A few interesting things to note about the remaining schedule before we dive into what all of this means for the Raiders. First: what you see above is good news for football fans — 66% of the games listed above (29/44) are between two teams currently in playoff contention, many of which feature two of the AFC teams listed above. At the very least the next five weeks will be exciting.

But what does it mean for the teams involved?

The good news for the Raiders of course is that they face the easiest schedule amongst the three teams vying for the AFC West crown according to opponent win percentage. While there aren’t any Clevelands gimmes, they do get both Indianapolis and Buffalo at home, who are 9th and 11th in the conference, and another match-up against 12th place San Diego.

This, of course, is a bit misleading, because on the flip side, Oakland’s two most important games (KC and Denver) are both on the road. While their overall schedule is ‘easier’, I’m sure they’d take the tougher schedule if it meant getting their divisional rivals at home.

From Oakland’s perspective, I think two wins guarantees them a playoff spot for the following reasons...
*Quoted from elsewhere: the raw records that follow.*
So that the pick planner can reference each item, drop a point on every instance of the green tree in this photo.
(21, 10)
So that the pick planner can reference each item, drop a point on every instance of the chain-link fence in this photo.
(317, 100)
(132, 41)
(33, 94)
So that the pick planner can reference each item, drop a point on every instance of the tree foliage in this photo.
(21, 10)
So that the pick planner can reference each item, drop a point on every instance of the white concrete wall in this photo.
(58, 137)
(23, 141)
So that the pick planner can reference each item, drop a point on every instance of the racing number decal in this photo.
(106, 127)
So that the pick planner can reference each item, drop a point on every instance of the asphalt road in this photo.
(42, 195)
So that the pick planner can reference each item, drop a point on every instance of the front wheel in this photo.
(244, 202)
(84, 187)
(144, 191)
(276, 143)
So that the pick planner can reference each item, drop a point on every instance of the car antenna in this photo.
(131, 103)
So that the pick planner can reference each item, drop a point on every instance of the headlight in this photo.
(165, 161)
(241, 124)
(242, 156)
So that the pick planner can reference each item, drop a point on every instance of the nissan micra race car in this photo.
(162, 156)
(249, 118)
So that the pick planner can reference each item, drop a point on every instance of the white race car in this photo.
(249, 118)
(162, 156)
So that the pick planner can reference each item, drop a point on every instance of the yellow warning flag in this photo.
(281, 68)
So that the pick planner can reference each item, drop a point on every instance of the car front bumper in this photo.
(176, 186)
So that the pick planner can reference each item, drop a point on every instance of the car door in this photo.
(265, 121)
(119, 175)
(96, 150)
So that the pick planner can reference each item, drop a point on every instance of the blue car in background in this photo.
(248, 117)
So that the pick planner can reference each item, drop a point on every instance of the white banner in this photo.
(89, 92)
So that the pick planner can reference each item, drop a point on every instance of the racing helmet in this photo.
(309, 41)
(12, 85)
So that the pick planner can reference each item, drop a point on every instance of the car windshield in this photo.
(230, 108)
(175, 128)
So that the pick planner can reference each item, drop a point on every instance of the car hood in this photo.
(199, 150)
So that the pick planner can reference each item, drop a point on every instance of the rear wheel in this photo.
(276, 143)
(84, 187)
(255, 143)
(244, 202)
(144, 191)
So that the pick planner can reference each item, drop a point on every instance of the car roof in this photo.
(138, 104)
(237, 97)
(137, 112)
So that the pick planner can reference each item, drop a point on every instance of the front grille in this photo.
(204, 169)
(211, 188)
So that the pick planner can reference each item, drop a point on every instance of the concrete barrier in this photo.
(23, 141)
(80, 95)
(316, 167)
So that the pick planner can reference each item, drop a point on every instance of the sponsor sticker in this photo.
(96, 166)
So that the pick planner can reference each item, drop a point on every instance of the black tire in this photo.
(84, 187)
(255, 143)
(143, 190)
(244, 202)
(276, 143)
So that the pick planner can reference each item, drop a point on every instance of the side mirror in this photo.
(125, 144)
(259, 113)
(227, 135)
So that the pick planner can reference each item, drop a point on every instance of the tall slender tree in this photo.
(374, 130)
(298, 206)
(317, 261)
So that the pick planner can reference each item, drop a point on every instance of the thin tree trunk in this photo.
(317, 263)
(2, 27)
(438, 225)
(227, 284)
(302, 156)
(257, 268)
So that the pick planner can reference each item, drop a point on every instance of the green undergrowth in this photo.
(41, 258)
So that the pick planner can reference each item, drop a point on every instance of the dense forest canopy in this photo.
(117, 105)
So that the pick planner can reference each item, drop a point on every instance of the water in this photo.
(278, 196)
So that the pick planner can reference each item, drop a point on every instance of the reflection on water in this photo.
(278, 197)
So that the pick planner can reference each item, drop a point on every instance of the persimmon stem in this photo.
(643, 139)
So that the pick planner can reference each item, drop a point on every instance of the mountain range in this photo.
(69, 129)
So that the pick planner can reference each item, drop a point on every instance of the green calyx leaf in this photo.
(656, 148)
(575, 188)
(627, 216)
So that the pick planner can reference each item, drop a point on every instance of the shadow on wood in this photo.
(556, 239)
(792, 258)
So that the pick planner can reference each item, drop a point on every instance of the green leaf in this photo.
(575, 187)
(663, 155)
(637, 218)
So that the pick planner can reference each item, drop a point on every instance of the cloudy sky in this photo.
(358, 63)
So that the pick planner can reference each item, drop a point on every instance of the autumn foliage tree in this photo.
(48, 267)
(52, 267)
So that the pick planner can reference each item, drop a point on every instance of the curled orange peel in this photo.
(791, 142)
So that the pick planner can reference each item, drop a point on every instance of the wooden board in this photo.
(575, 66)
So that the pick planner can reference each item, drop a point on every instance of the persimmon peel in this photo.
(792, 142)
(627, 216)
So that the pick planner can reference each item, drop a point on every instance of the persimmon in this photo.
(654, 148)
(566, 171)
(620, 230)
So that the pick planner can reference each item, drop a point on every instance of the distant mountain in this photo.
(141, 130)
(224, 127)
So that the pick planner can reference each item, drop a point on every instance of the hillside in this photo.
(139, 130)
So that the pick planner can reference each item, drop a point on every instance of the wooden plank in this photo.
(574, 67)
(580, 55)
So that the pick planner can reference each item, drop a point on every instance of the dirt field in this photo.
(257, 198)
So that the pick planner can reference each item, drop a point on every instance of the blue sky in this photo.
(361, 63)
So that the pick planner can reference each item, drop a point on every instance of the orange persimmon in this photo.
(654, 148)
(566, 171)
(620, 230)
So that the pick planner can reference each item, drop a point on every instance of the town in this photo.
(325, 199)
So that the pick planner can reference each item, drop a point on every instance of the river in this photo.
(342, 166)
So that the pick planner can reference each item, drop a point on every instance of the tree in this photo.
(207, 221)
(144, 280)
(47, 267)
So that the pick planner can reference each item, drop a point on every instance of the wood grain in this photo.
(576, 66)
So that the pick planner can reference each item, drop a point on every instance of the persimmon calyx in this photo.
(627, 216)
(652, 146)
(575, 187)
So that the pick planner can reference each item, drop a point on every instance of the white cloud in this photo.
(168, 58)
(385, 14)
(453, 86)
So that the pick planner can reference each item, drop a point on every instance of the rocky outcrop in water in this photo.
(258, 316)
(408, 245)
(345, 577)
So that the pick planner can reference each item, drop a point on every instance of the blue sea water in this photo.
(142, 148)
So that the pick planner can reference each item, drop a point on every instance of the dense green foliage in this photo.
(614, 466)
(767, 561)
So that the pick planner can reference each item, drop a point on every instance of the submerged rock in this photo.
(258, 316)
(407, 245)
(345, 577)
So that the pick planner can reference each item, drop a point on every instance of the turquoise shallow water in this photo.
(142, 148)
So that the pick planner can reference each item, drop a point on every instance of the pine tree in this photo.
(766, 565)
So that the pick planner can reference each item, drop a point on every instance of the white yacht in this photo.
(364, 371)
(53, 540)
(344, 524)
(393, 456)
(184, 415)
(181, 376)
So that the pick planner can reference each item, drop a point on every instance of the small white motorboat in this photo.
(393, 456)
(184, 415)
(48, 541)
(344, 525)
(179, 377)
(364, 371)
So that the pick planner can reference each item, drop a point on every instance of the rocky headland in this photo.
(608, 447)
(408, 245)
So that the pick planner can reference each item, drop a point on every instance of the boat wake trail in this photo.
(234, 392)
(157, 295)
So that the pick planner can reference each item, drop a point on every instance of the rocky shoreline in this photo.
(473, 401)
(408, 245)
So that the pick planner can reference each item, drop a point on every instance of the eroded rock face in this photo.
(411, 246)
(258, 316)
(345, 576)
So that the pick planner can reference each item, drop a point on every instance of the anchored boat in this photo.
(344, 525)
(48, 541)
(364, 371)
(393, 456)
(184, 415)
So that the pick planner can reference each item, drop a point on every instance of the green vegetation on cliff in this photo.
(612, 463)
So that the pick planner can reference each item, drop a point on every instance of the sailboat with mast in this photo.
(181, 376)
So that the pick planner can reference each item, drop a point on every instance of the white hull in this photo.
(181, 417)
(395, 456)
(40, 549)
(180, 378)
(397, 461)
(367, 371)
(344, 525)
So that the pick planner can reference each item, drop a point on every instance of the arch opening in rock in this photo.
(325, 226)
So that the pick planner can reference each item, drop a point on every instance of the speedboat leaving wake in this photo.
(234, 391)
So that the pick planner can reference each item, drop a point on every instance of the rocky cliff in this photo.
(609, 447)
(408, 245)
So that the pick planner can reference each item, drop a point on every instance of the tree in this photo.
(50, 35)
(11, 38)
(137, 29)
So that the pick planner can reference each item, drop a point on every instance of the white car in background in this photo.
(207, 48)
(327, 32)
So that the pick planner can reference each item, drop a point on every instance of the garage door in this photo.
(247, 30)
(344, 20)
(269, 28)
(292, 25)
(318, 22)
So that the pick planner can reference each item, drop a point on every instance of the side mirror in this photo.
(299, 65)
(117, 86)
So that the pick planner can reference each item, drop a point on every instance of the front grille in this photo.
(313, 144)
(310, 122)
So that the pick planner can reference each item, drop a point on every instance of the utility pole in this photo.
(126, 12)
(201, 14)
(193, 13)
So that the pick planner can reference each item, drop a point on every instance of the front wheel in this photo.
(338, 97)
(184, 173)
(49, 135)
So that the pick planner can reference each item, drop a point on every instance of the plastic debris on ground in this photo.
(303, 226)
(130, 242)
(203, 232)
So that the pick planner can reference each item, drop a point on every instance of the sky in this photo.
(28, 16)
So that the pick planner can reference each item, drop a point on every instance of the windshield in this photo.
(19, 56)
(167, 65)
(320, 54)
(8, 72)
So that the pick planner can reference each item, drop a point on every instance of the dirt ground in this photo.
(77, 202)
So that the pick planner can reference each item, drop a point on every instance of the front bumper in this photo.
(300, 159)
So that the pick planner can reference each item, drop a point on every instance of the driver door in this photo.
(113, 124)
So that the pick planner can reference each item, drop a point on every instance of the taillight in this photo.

For Miami (currently second in wild card), it would require going 4-1 and overcoming Oakland’s advantage in tie-breakers. As it stands, Oakland is 6-1 in the AFC, while Miami is 5-3 (this metric is used as the primary tie-breaker in instances in which there is no head-to-head matchup). Should inter-conference record end in a tie (unlikely given who Miami would have to beat, but who knows), the tie-breaker would move to record against common opponents — where the Raiders also hold an advantage at the moment (3-0, compared to 2-1). Remember, though, lots of games still left to play.

Outside of Miami, two Oakland wins would require everyone else below Miami to go undefeated and would automatically eliminate Baltimore (head-to-head loss), Tennessee (already at six losses) and Houston (head-to-head loss) from wild card contention thanks to tie-breakers (although they could still win their division).

Basically: win twice and a lot would have to go perfectly wrong for Oakland to stay home from the playoffs. Win three times? Denver and Miami would have to go undefeated and earn all tie-breakers, while Kansas City would need to go at least 4-1.

So with all these hypotheticals in mind, let’s ask one last question: what’s most likely to happen?

As it stands, the Raiders are likely to be favored against Buffalo, San Diego and Indianapolis, and underdogs in Kansas City and Denver. Three wins from that bunch (while far from guaranteed) is well within the realm of possibilities. The more surprising outcome would actually be Oakland losing three of those games and putting their playoff spot in jeopardy.

As far as the division goes, things get complicated thanks to all the head-to-head stuff left to happen. Wins against Denver and Kansas City on the road would (obviously) all but guarantee Oakland the division crown barring a let down in their other three games. That said, Oakland could afford to stumble once or twice and still win the division if the chips fall the right way. But why risk it? The easiest way to lock this thing up is simple: win ‘em all.